Evolution-Operator-Based Single-Step Method for Image Processing

1Department of Mathematics, College of Natural Science, Michigan State University, MI 48824, USA
2Department of Electrical and Computer Engineering, College of Engineering, Michigan State University, MI 48824-1226, USA
3Department of Radiology and Department of Biomedical Engineering, University of Iowa, Iowa City, IA 52242, USA

Received 28 July 2005; Revised 27 October 2005; Accepted 7 November 2005

Academic Editor: Sun Yoo

Copyright © 2006 Yuhui Sun et al. This is an open access article distributed under the Creative Commons Attribution License, which permits unrestricted use, distribution, and reproduction in any medium, provided the original work is properly cited.

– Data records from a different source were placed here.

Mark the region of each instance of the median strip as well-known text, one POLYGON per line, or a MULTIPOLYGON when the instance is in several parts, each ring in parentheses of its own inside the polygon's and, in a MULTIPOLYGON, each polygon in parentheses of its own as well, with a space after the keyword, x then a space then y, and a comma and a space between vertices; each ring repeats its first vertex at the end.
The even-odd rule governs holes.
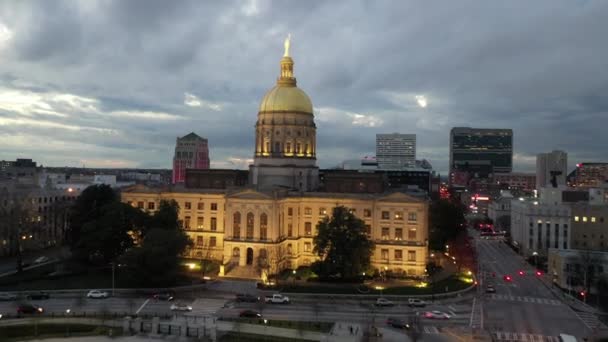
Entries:
POLYGON ((139 312, 141 311, 141 309, 143 309, 144 306, 146 306, 146 304, 148 304, 149 301, 150 301, 150 298, 146 299, 146 301, 139 307, 139 309, 137 309, 137 311, 135 311, 135 314, 138 315, 139 312))

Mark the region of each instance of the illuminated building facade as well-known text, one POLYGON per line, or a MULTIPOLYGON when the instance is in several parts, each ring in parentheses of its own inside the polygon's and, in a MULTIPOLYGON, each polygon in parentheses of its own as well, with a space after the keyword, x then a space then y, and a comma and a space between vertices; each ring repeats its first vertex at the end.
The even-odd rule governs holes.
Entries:
POLYGON ((208 169, 209 147, 207 139, 190 133, 177 138, 175 143, 175 155, 173 157, 172 183, 184 183, 186 180, 186 169, 208 169))

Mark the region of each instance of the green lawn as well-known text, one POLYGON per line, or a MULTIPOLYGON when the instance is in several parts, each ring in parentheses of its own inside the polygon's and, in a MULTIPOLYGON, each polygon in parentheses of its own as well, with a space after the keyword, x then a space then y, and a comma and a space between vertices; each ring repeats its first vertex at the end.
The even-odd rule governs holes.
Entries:
POLYGON ((264 323, 263 319, 260 318, 235 318, 235 319, 226 319, 227 321, 238 321, 241 323, 248 324, 259 324, 259 325, 267 325, 269 327, 277 327, 277 328, 287 328, 287 329, 296 329, 296 330, 307 330, 307 331, 318 331, 318 332, 329 332, 331 327, 334 325, 329 322, 306 322, 306 321, 281 321, 281 320, 266 320, 264 323))
MULTIPOLYGON (((63 336, 108 335, 111 328, 87 324, 37 324, 0 327, 0 342, 63 336)), ((114 328, 114 336, 118 335, 114 328)))
POLYGON ((276 287, 266 287, 267 290, 280 290, 281 292, 294 292, 294 293, 329 293, 329 294, 366 294, 366 295, 430 295, 441 294, 446 292, 453 292, 458 290, 466 289, 471 286, 470 283, 460 280, 458 277, 453 276, 441 281, 436 282, 434 285, 428 285, 427 287, 416 287, 416 286, 386 286, 382 290, 367 287, 363 284, 331 284, 331 283, 313 283, 309 282, 306 284, 293 284, 289 282, 281 283, 276 287))
POLYGON ((293 339, 293 338, 285 338, 285 337, 276 337, 276 336, 264 336, 264 335, 256 335, 256 334, 245 334, 238 332, 229 332, 225 335, 222 335, 219 339, 219 342, 310 342, 310 340, 302 340, 302 339, 293 339))

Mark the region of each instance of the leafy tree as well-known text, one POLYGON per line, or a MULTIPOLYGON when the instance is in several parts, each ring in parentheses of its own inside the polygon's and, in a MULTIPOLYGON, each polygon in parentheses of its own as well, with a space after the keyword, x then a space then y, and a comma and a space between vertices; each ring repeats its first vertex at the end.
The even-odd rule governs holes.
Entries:
POLYGON ((82 236, 82 228, 87 222, 102 216, 101 208, 118 201, 118 195, 108 185, 91 185, 84 189, 71 210, 71 223, 68 230, 70 246, 74 248, 78 245, 82 236))
POLYGON ((456 238, 466 227, 462 204, 440 199, 431 203, 429 210, 429 245, 433 250, 444 250, 448 241, 456 238))
POLYGON ((363 220, 348 208, 338 206, 331 217, 325 217, 317 225, 314 252, 321 258, 312 270, 320 277, 338 276, 353 279, 367 270, 374 243, 365 232, 363 220))

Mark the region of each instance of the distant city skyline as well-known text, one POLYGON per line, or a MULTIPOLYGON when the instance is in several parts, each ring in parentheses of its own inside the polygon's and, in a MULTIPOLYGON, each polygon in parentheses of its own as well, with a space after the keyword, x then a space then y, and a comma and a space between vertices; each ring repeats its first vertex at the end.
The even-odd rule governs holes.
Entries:
POLYGON ((212 168, 247 168, 291 33, 321 168, 407 132, 445 175, 450 129, 470 126, 513 129, 514 171, 552 150, 572 170, 606 161, 605 13, 550 0, 4 2, 0 160, 170 169, 175 138, 195 131, 212 168))

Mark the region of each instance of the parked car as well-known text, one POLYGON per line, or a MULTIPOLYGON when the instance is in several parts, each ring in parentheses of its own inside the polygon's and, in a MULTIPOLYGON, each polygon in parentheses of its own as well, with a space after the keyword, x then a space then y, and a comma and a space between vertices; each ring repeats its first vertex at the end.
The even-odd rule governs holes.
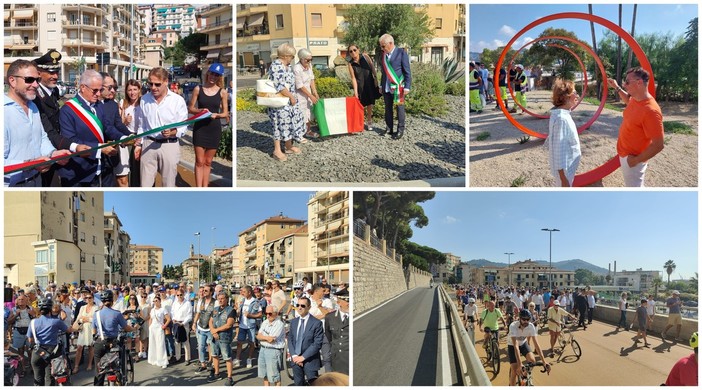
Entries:
POLYGON ((58 87, 59 96, 61 97, 63 97, 63 95, 75 95, 76 93, 76 87, 63 80, 57 81, 56 86, 58 87))

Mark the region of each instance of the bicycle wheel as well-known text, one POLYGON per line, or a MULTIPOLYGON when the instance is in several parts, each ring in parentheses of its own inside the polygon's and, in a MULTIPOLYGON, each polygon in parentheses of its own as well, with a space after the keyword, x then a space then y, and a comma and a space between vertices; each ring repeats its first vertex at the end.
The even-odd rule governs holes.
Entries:
POLYGON ((284 363, 283 367, 285 367, 285 373, 288 374, 288 378, 294 379, 293 378, 293 370, 292 370, 292 365, 293 365, 292 359, 291 360, 287 359, 288 339, 285 339, 285 349, 283 350, 282 355, 283 355, 283 363, 284 363))
POLYGON ((124 385, 125 386, 133 386, 134 385, 134 360, 132 359, 132 355, 130 353, 127 353, 127 372, 126 372, 126 378, 124 380, 124 385))
POLYGON ((495 375, 500 372, 500 347, 497 341, 492 342, 492 371, 495 375))
POLYGON ((578 344, 575 339, 570 340, 570 346, 573 347, 573 352, 575 352, 575 356, 580 357, 583 355, 583 351, 580 349, 580 344, 578 344))

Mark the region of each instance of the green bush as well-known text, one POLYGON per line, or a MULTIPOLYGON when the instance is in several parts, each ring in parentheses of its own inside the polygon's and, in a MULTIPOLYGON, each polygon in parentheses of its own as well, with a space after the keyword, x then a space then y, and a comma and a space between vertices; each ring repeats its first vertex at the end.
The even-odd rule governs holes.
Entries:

This work proposes an evolution-operator-based single-time-step method for image and signal processing. The key component of the proposed method is a local spectral evolution kernel (LSEK) that analytically integrates a class of evolution partial differential equations (PDEs). From the point of view PDEs, the LSEK provides the analytical solution in a single time step, and is of spectral accuracy, free of instability constraint. From the point of image/signal processing, the LSEK gives rise to a family of lowpass filters. These filters contain controllable time delay and amplitude scaling. The new evolution operator-based method is constructed by pointwise adaptation of anisotropy to the coefficients of the LSEK. The Perona-Malik-type of anisotropic diffusion schemes is incorporated in the LSEK for image denoising. A forward-backward diffusion process is adopted to the LSEK for image deblurring or sharpening. A coupled PDE system is modified for image edge detection. The resulting image edge is utilized for image enhancement. Extensive computer experiments are carried out to demonstrate the performance of the proposed method. The major advantages of the proposed method are its single-step solution and readiness for multidimensional data analysis.